Predict and Reconstruct: Joint Objectives for Self-Supervised Language Representation Learning
Predict and Reconstruct: Joint Objectives for Self-Supervised Language Representation Learning
预测与重构:自监督语言表征学习的联合目标
Abstract: Masked language modelling (MLM) has been the dominant pre-training objective for text encoders since BERT, yet it encourages representations that are strongly anchored to surface-form token identity rather than deeper semantic structure. 摘要: 自 BERT 问世以来,掩码语言模型(MLM)一直是文本编码器预训练的主流目标。然而,它所生成的表征往往过度依赖于表层的词元(token)标识,而非更深层的语义结构。
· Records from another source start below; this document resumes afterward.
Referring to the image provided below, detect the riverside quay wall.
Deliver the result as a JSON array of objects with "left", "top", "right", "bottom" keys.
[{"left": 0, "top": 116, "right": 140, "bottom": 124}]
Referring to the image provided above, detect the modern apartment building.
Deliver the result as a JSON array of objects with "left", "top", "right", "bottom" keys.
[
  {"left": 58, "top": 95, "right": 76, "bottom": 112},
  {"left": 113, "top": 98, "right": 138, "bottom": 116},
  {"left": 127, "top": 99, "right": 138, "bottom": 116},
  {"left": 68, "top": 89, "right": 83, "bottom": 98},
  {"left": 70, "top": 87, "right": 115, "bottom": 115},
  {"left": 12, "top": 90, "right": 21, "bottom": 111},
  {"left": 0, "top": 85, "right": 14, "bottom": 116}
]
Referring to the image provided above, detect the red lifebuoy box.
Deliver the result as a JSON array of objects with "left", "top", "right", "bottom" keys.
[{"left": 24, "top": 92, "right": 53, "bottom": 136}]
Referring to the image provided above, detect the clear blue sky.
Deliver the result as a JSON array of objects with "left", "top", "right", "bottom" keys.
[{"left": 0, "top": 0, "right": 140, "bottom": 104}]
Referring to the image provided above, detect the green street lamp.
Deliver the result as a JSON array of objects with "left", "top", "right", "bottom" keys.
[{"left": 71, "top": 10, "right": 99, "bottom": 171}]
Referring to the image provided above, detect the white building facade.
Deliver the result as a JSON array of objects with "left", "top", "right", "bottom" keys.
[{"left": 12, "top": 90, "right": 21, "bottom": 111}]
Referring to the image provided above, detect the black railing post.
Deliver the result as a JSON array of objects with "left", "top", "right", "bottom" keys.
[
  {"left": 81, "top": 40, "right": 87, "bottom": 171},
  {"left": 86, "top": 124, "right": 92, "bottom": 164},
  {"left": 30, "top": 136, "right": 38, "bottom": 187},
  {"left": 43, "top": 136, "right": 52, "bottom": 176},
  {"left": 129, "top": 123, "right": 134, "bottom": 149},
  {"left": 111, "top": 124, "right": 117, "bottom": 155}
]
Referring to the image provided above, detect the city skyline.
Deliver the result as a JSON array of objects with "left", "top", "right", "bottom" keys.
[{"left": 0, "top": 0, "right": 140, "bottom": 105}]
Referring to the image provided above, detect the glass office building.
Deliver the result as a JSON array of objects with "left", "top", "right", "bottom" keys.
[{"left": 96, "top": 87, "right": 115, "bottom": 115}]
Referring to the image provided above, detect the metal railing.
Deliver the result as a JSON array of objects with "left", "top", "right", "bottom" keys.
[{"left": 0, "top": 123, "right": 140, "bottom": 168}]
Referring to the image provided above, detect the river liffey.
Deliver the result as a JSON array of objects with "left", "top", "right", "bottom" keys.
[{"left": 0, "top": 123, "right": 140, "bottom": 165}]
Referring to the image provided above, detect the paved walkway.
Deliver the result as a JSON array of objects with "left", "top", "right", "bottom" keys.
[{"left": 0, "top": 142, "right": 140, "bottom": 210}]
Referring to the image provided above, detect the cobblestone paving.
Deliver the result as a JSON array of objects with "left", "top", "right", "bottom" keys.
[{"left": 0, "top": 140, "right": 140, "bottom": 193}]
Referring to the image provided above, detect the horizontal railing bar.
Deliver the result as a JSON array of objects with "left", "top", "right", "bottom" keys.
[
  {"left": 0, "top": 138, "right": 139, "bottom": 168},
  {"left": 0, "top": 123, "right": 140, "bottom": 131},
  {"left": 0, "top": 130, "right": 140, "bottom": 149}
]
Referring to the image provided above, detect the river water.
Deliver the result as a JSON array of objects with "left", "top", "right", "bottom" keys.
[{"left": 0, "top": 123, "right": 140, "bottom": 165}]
Inspired by the success of Joint Embedding Predictive Architectures (JEPA) (LeCun, 2022) in vision and audio, we propose a hybrid pre-training objective that combines a JEPA-style latent-space prediction loss with a standard MLM objective over a single shared encoder. A learnable scalar parameter continuously balances the two objectives during training. 受联合嵌入预测架构(JEPA)(LeCun, 2022)在视觉和音频领域取得成功的启发,我们提出了一种混合预训练目标,将 JEPA 风格的潜在空间预测损失与标准的 MLM 目标结合在同一个共享编码器中。在训练过程中,一个可学习的标量参数会持续平衡这两个目标。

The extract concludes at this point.